Murray has won 25 Junos, two of which were at the first one in 1975.

She told the sold-out crowd at Scotiabank Centre that she has worked with Furtado a few times, referencing the last time, when she “was kind enough to sing with me” on the Duets album. 

“She’s one very talented lady,” Murray said. “Some of you may be too young to know anything about me. Or maybe not. But, I attended the very first Juno Awards celebrations way back when, even before Nelly and many of you were born. And it was basically a great big party.”

After reminiscing a little longer about the inaugural award show for about 250 people, and how “many people got hammered,” she announced the first award of the night, for group of the year, which went to the Beaches, whose four members are well in their 20s. They each gave Murray a hug.


Juno Awards
Three generations of Canadian female music artists took the stage at this year’s Junos, in Halifax. From left: Anne Murray, Group of the Year winners The Beaches and, inset, Nelly Furtado. Photos: Getty Images


“Thank you to Anne Murray. What a legend. Everybody!,” said guitarist Kylie Miller, motioning for applause. 

That, however, wasn’t the only moment of generational reverence on the show. 

Kardinal Offishall, 47, inducted Maestro Fresh Wes into the Canadian Music Hall of Fame – the first hip hop artist to receive the honour – and performed a poetic rap intro for him. Maestro, whose real name is Wes Williams, turns 56 on March 31. 

“I first met Wes Williams as a young boy, merely 13 years old,” Offishall said, noting the age gap at that time made a big difference.  “He could have refused to communicate and offer a cold shoulder, a shoulder cold. Instead with confidence and an aura built on principle, he shared wisdom and jewels that allowed me to build a career invincible.”

Juno Awards
Kardinal Offishall presents Maestro Fresh Wes with his induction into the Canadian Music Hall of Fame at the Junos on Sunday night. Inset: Maestro during his acceptance speech, with the Hall of Fame award. Photos: Canadian Press


During Williams’ thank you speech, he recalled the 1991 Juno Awards at which he was the winner of the inaugural rap recording award for his 1989 debut album, Symphony in Effect — 33 years ago. On that night, another Canadian music legend received induction into the Canadian Music Hall of Fame.

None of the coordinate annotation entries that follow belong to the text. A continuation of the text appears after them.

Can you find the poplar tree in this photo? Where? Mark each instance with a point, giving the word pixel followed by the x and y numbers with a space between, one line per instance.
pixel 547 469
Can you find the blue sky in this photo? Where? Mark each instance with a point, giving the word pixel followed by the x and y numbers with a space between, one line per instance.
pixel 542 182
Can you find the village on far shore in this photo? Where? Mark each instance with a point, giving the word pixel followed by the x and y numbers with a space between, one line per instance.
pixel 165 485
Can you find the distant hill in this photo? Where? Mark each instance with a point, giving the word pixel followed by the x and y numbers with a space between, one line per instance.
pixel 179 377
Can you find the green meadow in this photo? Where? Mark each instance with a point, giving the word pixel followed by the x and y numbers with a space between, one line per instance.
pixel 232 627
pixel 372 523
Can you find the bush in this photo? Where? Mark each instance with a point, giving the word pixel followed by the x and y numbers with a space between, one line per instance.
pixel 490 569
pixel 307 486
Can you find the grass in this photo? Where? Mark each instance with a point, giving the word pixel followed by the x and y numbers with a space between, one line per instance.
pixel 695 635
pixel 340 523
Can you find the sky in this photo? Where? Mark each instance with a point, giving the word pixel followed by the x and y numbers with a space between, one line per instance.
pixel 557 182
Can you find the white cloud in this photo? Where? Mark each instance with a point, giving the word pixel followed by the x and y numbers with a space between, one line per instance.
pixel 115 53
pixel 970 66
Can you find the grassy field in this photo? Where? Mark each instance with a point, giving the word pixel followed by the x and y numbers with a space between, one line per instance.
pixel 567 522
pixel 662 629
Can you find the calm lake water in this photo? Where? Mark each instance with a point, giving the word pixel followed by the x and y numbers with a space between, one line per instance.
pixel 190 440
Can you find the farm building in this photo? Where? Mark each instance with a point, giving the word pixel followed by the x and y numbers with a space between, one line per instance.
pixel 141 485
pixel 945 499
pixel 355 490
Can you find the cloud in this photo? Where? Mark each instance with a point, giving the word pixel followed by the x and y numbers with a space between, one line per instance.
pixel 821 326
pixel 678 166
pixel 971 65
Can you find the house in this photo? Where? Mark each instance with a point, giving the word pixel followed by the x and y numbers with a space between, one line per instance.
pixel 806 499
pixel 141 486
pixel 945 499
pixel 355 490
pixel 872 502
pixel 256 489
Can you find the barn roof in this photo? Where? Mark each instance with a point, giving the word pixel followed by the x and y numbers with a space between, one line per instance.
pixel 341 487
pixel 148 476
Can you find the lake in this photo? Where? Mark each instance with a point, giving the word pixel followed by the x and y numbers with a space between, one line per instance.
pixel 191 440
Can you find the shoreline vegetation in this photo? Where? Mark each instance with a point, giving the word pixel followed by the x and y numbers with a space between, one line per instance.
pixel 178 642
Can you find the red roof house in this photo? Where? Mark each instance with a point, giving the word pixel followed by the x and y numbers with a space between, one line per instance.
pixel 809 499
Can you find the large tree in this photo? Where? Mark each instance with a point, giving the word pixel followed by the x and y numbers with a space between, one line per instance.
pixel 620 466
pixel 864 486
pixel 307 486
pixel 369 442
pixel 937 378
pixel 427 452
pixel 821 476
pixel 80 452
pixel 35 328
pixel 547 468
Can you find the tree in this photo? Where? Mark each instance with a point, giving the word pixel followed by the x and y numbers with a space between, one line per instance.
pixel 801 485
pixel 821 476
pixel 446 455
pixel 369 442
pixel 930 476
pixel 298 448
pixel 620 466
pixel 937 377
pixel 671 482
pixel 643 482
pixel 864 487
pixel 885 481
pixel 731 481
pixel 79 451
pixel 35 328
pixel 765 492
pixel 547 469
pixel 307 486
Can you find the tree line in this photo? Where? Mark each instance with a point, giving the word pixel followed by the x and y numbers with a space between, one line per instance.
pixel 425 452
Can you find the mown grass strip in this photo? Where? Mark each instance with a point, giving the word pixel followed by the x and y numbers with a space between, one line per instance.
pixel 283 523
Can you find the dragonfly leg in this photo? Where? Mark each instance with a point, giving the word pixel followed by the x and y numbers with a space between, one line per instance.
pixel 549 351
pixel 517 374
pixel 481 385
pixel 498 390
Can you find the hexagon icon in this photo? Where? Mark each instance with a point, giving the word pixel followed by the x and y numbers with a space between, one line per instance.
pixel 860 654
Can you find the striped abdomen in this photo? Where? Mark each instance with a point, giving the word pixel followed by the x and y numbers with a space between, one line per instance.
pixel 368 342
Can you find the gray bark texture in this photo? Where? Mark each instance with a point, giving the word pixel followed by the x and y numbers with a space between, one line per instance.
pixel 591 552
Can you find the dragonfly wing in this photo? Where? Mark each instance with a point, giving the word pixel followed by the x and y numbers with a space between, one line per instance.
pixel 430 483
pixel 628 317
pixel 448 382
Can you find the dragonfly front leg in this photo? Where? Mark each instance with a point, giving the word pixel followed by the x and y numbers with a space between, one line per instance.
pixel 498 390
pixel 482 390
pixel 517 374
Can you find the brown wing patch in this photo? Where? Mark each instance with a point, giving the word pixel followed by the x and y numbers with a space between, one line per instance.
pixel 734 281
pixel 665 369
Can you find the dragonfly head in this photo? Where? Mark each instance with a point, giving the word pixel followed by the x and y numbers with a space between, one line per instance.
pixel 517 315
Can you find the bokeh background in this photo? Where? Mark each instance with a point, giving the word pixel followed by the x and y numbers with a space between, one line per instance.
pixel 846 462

“I wrote my first rhyme in 1979. I never thought that in 1991 I’d receive the very first Juno Award for rap music. At that moment, I felt great,” he said. 

At that same time, songwriting icon Leonard Cohen received his Hall of Fame award. And I was instantly humbled.  Who would’ve thought in 2024 that I’d be standing here on stage, holding the exact same award?